I believe that while this may still belong to DND, it is no longer in use for military training. Chilcoten was for years the epicentre of an ongoing dispute between the Fed Govt (DND) and the local First Nation over access and hunting rights. This got to the point that during one 1 CMBG RAPIER THRUST (any body remember those...?) the entire Bde road move was halted by a FN roadblock. We had to sit there while the local RCMP got the FN people out of the way, and a FEL cleared the road. Later, there was a very embarassing and unpleasant incident (that was brought up in the House of Commons) in which live ammo was thrown into the Riske Creek dump by some Army nitwit. The dump, which was also frequented by local FN people, was set on fire and unfortunately the ammo was ignited. The locals, in particular the FNs, were somewhat upset by this, to say the least. In the end, IIRC, 1 CER had to bury part of the dump, and we all got our willies smacked about putting ammo cans and boxes in the garbage.

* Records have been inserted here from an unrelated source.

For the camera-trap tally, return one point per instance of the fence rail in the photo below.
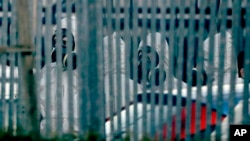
(157, 69)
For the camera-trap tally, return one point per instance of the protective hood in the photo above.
(114, 53)
(73, 28)
(158, 46)
(217, 57)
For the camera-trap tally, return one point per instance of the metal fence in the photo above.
(159, 69)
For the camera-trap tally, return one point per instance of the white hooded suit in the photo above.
(64, 96)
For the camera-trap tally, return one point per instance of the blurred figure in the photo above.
(153, 53)
(64, 81)
(240, 64)
(112, 73)
(7, 81)
(217, 57)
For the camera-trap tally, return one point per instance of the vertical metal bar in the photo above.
(13, 41)
(81, 14)
(180, 60)
(27, 62)
(100, 51)
(38, 45)
(152, 68)
(119, 98)
(48, 76)
(191, 24)
(246, 67)
(172, 38)
(59, 102)
(128, 47)
(235, 42)
(144, 70)
(162, 54)
(210, 70)
(135, 27)
(222, 43)
(110, 65)
(200, 56)
(70, 76)
(3, 62)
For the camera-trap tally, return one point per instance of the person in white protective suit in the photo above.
(111, 72)
(228, 64)
(153, 50)
(8, 76)
(65, 94)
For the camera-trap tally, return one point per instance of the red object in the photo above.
(192, 126)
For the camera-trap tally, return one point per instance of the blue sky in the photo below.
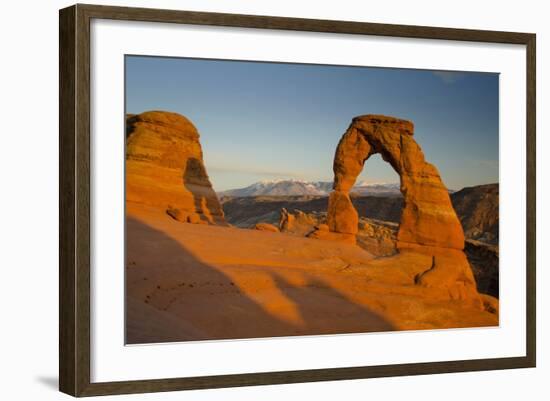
(262, 121)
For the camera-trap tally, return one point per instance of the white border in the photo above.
(112, 361)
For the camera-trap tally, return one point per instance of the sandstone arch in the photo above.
(428, 218)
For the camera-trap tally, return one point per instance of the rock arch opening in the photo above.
(427, 218)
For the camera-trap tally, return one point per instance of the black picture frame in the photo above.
(74, 199)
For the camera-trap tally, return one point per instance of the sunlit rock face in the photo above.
(429, 224)
(165, 168)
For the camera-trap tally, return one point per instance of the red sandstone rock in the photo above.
(429, 224)
(266, 227)
(428, 216)
(165, 168)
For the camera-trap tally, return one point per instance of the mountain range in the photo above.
(315, 188)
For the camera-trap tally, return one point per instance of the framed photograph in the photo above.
(251, 200)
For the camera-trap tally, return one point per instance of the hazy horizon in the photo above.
(264, 121)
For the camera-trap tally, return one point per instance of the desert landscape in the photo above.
(290, 257)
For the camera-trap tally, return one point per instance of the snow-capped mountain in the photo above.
(316, 188)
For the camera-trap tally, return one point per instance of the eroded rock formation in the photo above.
(429, 224)
(164, 168)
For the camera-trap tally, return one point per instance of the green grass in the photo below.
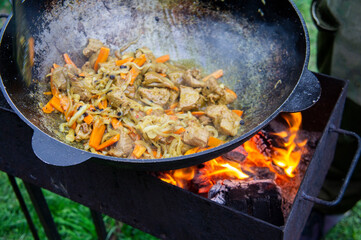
(73, 220)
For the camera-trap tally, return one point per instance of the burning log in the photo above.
(258, 198)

I believe that incident contributed to the decision to cease training in the Chilcoten; the subsequent move of Chilliwack, 1 CER and CFSME may have been "chickens" or "eggs" in relation to that decision: I don't know.

Anyway, it was a great dismounted winter/alpine training area(crap for mech). Too bad we dont have it anymore. Cheers.


----------



## Pugnacious (9 Sep 2004)

Interesting topic indeed.
I vote for Nelson BC, right next to the proposed draft dodger monument.  ;D

Cheers!
P.


----------



## JasonH (10 Sep 2004)

Pugnacious said:
			
		

> Interesting topic indeed.
> I vote for Nelson BC, right next to the proposed draft dodger monument.   ;D
> 
> Cheers!
> P.



Ahahaha  ;D I needed that laugh when I herd sticken it next to the monument.  

Sigh... I'd give my left nut if they ever made a reg force base out here again.  Scenery is so beautiful, I don't wanna leave  :'( but alas it's for the better, for me anyways.  Gotta move on in life


----------